The redevelopment of around 500,000 sq ft of space over 14 floors with views overlooking Buckingham Palace and St James’ Park, included stripping the original 1970s building back to its core façades and shell and refitting the building with modern services and finishes. 50 Queen Anne’s Gate became vacant in 2005 following the relocation of the Home Office, which had been housed there since 1978, to Marsham Street.

The widespread use of exposed soffits not only achieves environmental benefits, but also has provided much enhancement of the overall quality of the workplace. The newly created atrium also performs the important function of opening up a vital link between the previously separated three wings of the original building.

REGIONAL WINNER
THE MIDLANDS AND EAST ANGLIA

TWO COLMORE SQUARE, BIRMINGHAM

10_4_Two_Colmore

Project Client:

Nurton Developments

Owner:

Nurton Developments

Quantity Surveyor:

EC Harris

Architect:

Seymour Harris

Interior Designer:

Estillo Interiors

M&E Engineer:

EDCM

Structural Engineer:

Stewart & Harris

Contractor:

Ashford Construction

Investment/Property Co.:

Colmore Square

Developer:

Nurton Developments


Nurton Developments, the West Midlands-based owners of this outmoded but, overall, structurally robust 1960s office building, took the decision to instigate a radical refurbishment rather than a straightforward wholesale demolition and rebuild project.

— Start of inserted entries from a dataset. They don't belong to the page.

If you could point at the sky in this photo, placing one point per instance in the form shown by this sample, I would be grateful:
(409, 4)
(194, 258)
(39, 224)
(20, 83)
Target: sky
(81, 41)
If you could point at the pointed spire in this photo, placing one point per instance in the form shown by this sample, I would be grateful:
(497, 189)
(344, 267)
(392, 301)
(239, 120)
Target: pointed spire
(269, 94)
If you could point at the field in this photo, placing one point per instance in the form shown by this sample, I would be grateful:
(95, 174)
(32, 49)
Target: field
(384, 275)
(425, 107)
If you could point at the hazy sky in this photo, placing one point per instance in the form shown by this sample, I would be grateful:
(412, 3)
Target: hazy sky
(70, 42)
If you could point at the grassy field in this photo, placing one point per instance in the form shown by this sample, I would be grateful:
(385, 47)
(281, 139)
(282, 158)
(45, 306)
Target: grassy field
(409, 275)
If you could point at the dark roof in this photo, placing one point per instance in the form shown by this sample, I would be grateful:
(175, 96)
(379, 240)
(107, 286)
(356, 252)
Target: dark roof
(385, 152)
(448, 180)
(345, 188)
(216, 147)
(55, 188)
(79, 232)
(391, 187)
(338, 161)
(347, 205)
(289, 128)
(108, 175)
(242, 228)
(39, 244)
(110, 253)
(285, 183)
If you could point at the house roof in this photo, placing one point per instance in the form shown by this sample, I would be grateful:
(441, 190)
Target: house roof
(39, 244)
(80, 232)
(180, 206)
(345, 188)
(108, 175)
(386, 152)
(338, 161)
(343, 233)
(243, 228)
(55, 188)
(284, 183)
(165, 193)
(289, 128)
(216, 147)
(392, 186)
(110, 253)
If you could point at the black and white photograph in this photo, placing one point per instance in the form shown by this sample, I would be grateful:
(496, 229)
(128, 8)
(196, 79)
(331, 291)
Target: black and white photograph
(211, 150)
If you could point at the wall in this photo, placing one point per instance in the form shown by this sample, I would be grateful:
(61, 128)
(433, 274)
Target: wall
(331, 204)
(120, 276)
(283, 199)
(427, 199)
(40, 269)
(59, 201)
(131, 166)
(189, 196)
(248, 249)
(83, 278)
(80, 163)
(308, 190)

The refurbishment of this substantial central Birmingham office building has delivered a sustainable and practical solution, which efficiently maximises the available floor space and, in the process, creates clear and open floor plates. The building has also achieved a BREEAM “Excellent” Award.

While not the original strategy, there was a conscious move by the owner to undertake a high quality “level of refurbishment”, which would allow the team to successfully reposition the product into the upper tier of the Birmingham office development marketplace. The revived stone façades combined with panoramic glazing produce contemporary office space that is flooded with natural light. A projected glazed entrance leads into Two Colmore Square’s double-height reception within a bright contemporary interior.

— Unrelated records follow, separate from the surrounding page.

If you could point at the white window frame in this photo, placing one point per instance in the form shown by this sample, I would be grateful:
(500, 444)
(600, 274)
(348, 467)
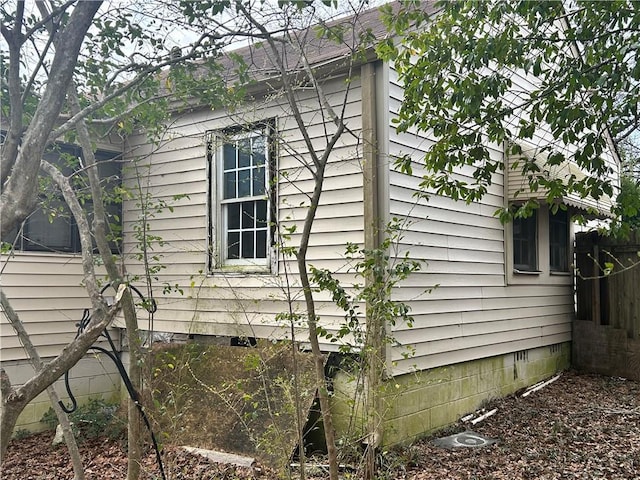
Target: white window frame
(543, 275)
(220, 260)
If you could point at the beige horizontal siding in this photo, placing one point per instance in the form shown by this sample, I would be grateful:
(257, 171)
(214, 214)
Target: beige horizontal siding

The Grade A targeted transformation has been uplifting and the judges felt that the project team and the client must take enormous satisfaction from delivering clear objectives within a tight budget. The design-led approach clearly differentiates the building in what is a highly competitive regional office market.

REGIONAL WINNER
SCOTLAND

TANFIELD, 1 TANFIELD, EDINBURGH

10_4_Tanfield

Project Client:

Bellhouse Property Development

Owner:

CEREP Investments

Project Manager:

Gardiner & Theobald

Quantity Surveyor:

Gardiner & Theobald

Architect:

BDP

Interior Designer:

BDP

M&E Engineer:

DSSR Consulting

Structural Engineer:

Struer

Contractor:

Sir Robert McAlpine

Developer:

CEREP Investments


Bellhouse Property Development and its architect BDP have repositioned one of Edinburgh’s great monoliths by creating 190,000 sq ft of contemporary office suites. Tanfield was originally built as an administrative centre for Standard Life, one of the City’s largest employers. Upon opening in 1991, the building boasted the largest floor plates of any office in Europe.

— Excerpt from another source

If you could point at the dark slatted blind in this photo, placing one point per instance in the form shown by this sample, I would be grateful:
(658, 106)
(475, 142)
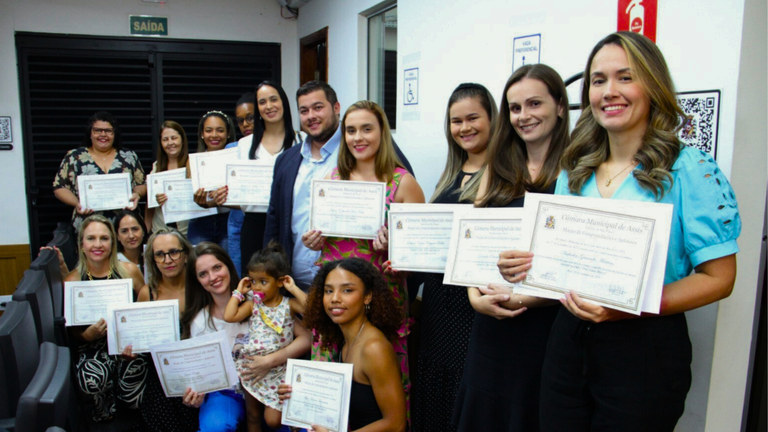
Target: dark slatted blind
(141, 81)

The building was originally set out on a giant honeycomb open-plan format, with almost unfeasibly deep floor plates (circa 50m) supported by muscular RC columns at 13.5m centres and punctured by three circular atria. The development team set out to carve a new street through the centre of the building employing an elongated lightwell to bring much needed natural light into the centre of the building and a generous galleried route to gain access to a range of office suites. A top floor of office space opens onto the building’s hidden gem, a restored rooftop garden.

A brave decision was taken to maintain the exposed waffled concrete slab, with great efforts made to improve the energy efficiency of the building by re-engineering the existing H&V plant and by introducing imaginative automatically controlled lighting systems – thus creating a space that offers flexibility within the confines of the deep-plan floor plates.

The judges were impressed by the vision of revitalising this substantial and redundant project.